Saturday, July 03, 2021

Social Media Suggestion

 Here is a suggestion for social media platforms:

There is certainly an argument that the "moderation," "fact-checking," suspensions, shadow bans that are par to f the experience on Twitter, Facebook, YouTube, etc. are net negatives for a free society. They may, perhaps do more harm than good, and it is inevitable that they will eventually produce more corruption than they inhibit. The issue is that, at the heart of every moderation, ban , suspension, etc. decision is a biased opinion. These are the opinions of the social media platforms: biased, uninformed, and risk averse.

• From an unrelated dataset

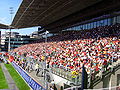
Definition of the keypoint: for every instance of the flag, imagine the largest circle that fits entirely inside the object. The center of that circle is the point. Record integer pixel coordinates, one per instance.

Proposals to address this undesirable state of affairs, and to counteract the damage that social media causes with its short-sighted and unprincipled practices involve tinkering with section 230 of the Communications Decency Act, regulating the ability of social media to de-platform certain view-points, etc. These all involve the subjective judgments of a different set of people about what is and is not part of public discourse. Here is a suggestion for minimizing social media bias without additional government intervention:

Allow people to post whatever they want, but when they post they have to declare whether the content of the post is represented as fact or opinion. This should be trivial to implement; just have a check box on the post submission form. If the post is represented as fact, then there should be a mechanism to include a link to supporting information, so people can assess for themselves the validity of the claim. This will do two things. It will immediately put readers on notice that the content of the post is just an opinion. Imagine for example the claim that Trump colluded with the Russians during the 2016 election, or that hydroxychloroquine is an effective treatment for COVID. If the person posting such claims indicates that these are only his opinions, then the reader is apprised of the fact that the poster considers the claims to be opinions. If on the other hand, the poster indicates that the claim is fact, the reader can then assess the credibility of the supporting source. If something false is represented as fact, the poster would be subject to libel and slander actions, just as they were previously under common law. The great benefit to this proposal is that readers would bear the responsibility of deciding for themselves that something represented as opinion is worth believing, or that something represented as fact is true. The poster would in effect be producing his own content warning.